俺は別に、規則やルール、慣習なんてものを重要視していない。
俺が見過ごせないのは、誰かが不当に被害を被ることだ。正義なんかじゃない。ただ、ムカつく。
「ここで白旗先生を糾弾することに、センパイのメリットはある? 先生と揉めたくないでしょ?」
「……だから、見逃すと?」
「私のせいでセンパイの迷惑になるのは、嫌」
萌仲がまっすぐ俺の目を見て、そう言った。
「私だってムカついてる。今すぐ行って殴り飛ばしたい。……でもね、いいんだ。もう、諦めちゃった」
「諦めた?」
「昔からこんなことばっかりだからさ、私」
切なそうに、目を細めて。
「センパイが代わりに怒ってくれた。

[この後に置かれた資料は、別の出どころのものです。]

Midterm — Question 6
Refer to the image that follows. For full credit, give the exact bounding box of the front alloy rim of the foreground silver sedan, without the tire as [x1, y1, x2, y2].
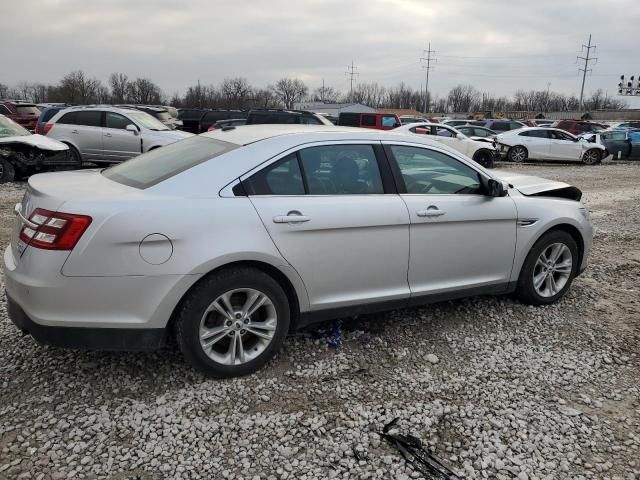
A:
[533, 243, 573, 298]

今はこれで十分。だから、あざすっ」
そして、おどけたように、右手で敬礼した。
「……ごめん」
「なんで謝るの」
「だせえな俺、と思って」
「ううん、嬉しかった」
勝手にキレて、後輩に気を遣わせて。
萌仲が止めなかったら、どうしていただろう。
面と向かって問い詰めて、校長にでも報告して、白旗を処分させて……。萌仲のことがなかったら、絶対やらないことだ。

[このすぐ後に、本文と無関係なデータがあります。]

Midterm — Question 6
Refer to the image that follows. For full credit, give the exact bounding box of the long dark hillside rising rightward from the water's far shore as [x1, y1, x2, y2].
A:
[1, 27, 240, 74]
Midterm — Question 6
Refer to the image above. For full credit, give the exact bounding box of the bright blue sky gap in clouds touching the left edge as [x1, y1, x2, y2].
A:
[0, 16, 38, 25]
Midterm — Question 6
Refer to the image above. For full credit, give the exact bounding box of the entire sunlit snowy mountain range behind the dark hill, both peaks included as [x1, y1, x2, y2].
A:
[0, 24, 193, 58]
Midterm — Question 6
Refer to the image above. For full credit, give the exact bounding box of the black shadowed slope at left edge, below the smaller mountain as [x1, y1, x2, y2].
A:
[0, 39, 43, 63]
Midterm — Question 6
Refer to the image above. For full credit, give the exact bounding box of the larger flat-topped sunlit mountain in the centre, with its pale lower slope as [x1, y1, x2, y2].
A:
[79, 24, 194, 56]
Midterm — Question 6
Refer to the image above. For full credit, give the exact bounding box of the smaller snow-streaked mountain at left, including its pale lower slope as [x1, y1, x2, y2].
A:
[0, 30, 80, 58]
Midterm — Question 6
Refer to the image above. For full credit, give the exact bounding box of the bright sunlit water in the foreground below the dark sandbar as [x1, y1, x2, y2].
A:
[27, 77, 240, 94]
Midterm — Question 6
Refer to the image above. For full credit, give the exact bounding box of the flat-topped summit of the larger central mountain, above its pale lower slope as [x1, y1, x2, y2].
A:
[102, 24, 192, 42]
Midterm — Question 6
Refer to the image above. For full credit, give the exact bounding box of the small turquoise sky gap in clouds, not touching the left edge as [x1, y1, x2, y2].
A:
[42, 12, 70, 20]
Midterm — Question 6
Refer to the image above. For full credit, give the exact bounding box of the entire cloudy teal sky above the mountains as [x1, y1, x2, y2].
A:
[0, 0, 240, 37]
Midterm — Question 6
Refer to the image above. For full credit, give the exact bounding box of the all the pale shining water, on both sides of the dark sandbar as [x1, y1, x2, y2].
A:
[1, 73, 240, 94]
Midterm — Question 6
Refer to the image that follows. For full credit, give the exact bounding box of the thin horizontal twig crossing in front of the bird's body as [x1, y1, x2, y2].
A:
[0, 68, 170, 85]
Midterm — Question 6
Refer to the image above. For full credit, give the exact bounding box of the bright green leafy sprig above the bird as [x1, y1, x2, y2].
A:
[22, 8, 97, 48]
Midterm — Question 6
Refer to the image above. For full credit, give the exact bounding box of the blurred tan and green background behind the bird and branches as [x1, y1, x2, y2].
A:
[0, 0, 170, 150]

恨みを買うだけで、俺にメリットがない。俺に怒る権利も、ない。
でもそれを、ほかならぬ萌仲に指摘させてしまったことがダサすぎる。
彼女にはそれをする正当な理由があるのに、俺よりも冷静だった。
「……一個だけ、いいカッコしてもいいか?」
「んー?」
「実は、こっそり写真撮ってた」
スマホを開いて、カメラロールを開く。
そこには、校舎をバックにタバコを吸う白旗の姿がはっきり映っていた。
「おっ、さっすが~。もしかして盗撮のプロ?」
「不名誉すぎる称号はやめてくれ」
「もしかして私のことも盗撮してる?」
「その手があったか」
「どうせなら今度一緒に撮ろうよ。今は……私がぶさいくだからダメ」
萌仲のおかげで、なんとか平静を取り戻した。
さっきまでの俺は、冷静じゃなかったと思う。
ただ糾弾しても意味ない。その場の勢いで怒るなんてもってのほかだ。
せっかくのカードだ。一番有効なタイミングで切らないとな?
「ねえ、もう一個、いいカッコしてよ」
「もう一個?」
「うん。ちょっと胸、貸して」
言うが早いか、萌仲が倒れこむようにくっついてきた。
ジャージを強く掴んで、俺の肩に目元を押し付ける。
「汚しちゃうかも」
「ジャージだから大丈夫」
そのまま、萌仲は声を押し殺すように、わずかに嗚咽を漏らした。